Can anyone help me find out why my solution didn't pass for D ?

Here's my solution: for each index 1<= i <=n, let's find the bits that must be set to zero. Now let's iterate over the array starting from the last element, for each element we will only consider the statement that include another element with smaller index. For each statement that include that element, let's set to 1 all of the bits that are set to 1 in the OR value and can be set to 1 in the current index, the other bits will be set to 1 in the other element since we can't set them in the current one.

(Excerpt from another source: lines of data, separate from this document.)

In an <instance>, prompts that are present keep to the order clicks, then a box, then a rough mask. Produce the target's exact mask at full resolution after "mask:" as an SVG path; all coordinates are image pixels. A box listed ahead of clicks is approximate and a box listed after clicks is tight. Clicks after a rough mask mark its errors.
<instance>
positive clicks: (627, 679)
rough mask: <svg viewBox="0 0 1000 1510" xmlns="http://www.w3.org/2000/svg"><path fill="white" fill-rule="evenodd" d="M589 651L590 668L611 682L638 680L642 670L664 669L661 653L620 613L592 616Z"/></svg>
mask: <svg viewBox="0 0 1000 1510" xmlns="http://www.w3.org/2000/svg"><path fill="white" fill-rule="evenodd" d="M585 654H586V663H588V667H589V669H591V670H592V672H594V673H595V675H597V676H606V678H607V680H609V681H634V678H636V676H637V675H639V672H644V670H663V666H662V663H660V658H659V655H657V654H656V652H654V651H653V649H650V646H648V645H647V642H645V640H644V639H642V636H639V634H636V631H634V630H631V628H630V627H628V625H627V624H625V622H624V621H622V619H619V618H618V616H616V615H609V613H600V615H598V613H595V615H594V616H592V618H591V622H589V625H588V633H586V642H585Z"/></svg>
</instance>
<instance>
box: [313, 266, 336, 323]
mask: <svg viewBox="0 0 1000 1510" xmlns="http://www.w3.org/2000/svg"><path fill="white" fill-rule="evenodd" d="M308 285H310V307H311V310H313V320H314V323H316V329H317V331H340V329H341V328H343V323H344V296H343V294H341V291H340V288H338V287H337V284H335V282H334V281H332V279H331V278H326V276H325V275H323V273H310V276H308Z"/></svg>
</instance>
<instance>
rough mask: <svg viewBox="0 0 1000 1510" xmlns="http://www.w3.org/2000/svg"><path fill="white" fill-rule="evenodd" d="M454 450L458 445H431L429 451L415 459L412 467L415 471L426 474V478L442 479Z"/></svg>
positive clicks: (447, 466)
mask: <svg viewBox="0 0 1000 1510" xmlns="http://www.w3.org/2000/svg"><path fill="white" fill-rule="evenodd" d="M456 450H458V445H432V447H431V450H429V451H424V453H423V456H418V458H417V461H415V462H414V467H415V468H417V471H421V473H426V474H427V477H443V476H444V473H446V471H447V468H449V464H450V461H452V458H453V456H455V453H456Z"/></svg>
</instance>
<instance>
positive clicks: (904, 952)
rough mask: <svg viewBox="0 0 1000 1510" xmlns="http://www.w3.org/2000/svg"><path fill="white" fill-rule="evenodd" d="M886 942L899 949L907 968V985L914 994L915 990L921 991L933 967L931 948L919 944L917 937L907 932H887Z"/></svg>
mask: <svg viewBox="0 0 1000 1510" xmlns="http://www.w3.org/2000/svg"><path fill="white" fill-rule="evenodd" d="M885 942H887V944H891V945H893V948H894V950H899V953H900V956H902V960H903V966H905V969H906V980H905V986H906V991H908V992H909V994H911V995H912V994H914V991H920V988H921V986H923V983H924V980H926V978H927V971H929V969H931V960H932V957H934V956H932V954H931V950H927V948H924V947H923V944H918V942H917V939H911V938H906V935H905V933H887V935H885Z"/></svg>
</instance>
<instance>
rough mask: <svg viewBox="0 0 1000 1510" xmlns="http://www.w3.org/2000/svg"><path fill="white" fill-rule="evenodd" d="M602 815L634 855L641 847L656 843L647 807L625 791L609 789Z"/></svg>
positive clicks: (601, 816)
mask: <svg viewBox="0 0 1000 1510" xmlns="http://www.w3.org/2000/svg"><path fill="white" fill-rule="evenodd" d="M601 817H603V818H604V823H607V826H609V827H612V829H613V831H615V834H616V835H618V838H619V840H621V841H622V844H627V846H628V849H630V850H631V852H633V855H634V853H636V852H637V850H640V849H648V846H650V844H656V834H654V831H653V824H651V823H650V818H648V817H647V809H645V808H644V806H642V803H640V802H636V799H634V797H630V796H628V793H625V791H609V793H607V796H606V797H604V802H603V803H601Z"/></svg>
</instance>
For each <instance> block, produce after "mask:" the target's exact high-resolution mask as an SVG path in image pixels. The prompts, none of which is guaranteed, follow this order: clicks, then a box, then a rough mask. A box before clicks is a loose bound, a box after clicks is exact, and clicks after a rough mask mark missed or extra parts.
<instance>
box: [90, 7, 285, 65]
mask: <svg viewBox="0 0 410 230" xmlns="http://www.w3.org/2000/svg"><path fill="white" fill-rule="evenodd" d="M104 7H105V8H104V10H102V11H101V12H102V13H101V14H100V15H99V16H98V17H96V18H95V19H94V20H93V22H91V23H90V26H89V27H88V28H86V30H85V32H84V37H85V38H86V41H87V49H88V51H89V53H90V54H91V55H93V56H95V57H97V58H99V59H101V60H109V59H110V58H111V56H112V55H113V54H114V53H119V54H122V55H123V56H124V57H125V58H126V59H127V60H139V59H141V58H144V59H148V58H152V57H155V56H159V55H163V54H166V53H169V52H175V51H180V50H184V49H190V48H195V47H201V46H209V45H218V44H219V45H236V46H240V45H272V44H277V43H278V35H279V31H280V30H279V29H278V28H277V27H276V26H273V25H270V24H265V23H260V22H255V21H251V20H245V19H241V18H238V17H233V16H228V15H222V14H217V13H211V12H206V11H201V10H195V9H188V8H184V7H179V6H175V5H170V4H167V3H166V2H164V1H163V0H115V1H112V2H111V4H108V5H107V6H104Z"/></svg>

Here is a link to my submission: https://codeforces.net/contest/1715/submission/169171341

Any help will be more than appreciated.

Problem F: Life will be harder if the query polygon must have all of its points lying inside the field. (This is the problem statement came from my misunderstood :)).

rockstar_an is the best, thanks to him I'm an Expert.

PS : He is my dad :)

Problem F is brilliant! Liked it very much :)

Can anyone help me find out why my solution didn't pass for D ?

I think I have written as what have been talked in blog. I have tried to fix it, but I failed.

My submission：169346279

Can someone tell me why my code for problem D is failing? here's the code: https://codeforces.net/contest/1715/submission/169397612

I disagree with Advice #0. You should always consider risk of wasting time on implementation of solution. And thinking about proof and trying to prove may save you from that.

For those who 1715E - Long Way Home for some reason don't understand why this thing can be applied here: within min first square component may be considered as parameter and second square term can be extracted from min because it's being constant in query.

Could anyone help me find why this submission https://codeforces.net/contest/1715/submission/169450718 which is O(32(m+n)) gets TLE but https://codeforces.net/contest/1715/submission/169452067 which could be O(32 * 32(m+n)) passes? The only difference is that I changed from a two-dimension vector to one-dimension vector, where bit information are added in edges instead of one-bit-one-graph. I have been thinking for the whole night. Thx...

In author solution for problem E why is it: while (ll.size() >= 2 && l.intersect(ll[ll.size() — 2]) <= x.back())

and not: while (ll.size() >= 2 && l.intersect(ll[ll.size() — 2]) >= x.back())

won't the authors solution remove lines from the Convex Hull that actualy need to be in it.

Why does my solution for Problem D give TLE, pls someone explain.172482735

Interestingly, D has similar idea to https://codeforces.net/problemset/problem/1594/D, but you have to do it 30 times

I solved problem C with segtree
https://codeforces.net/contest/1715/submission/215391566
I solved a harder problem actually, I can query any segment and find its required value.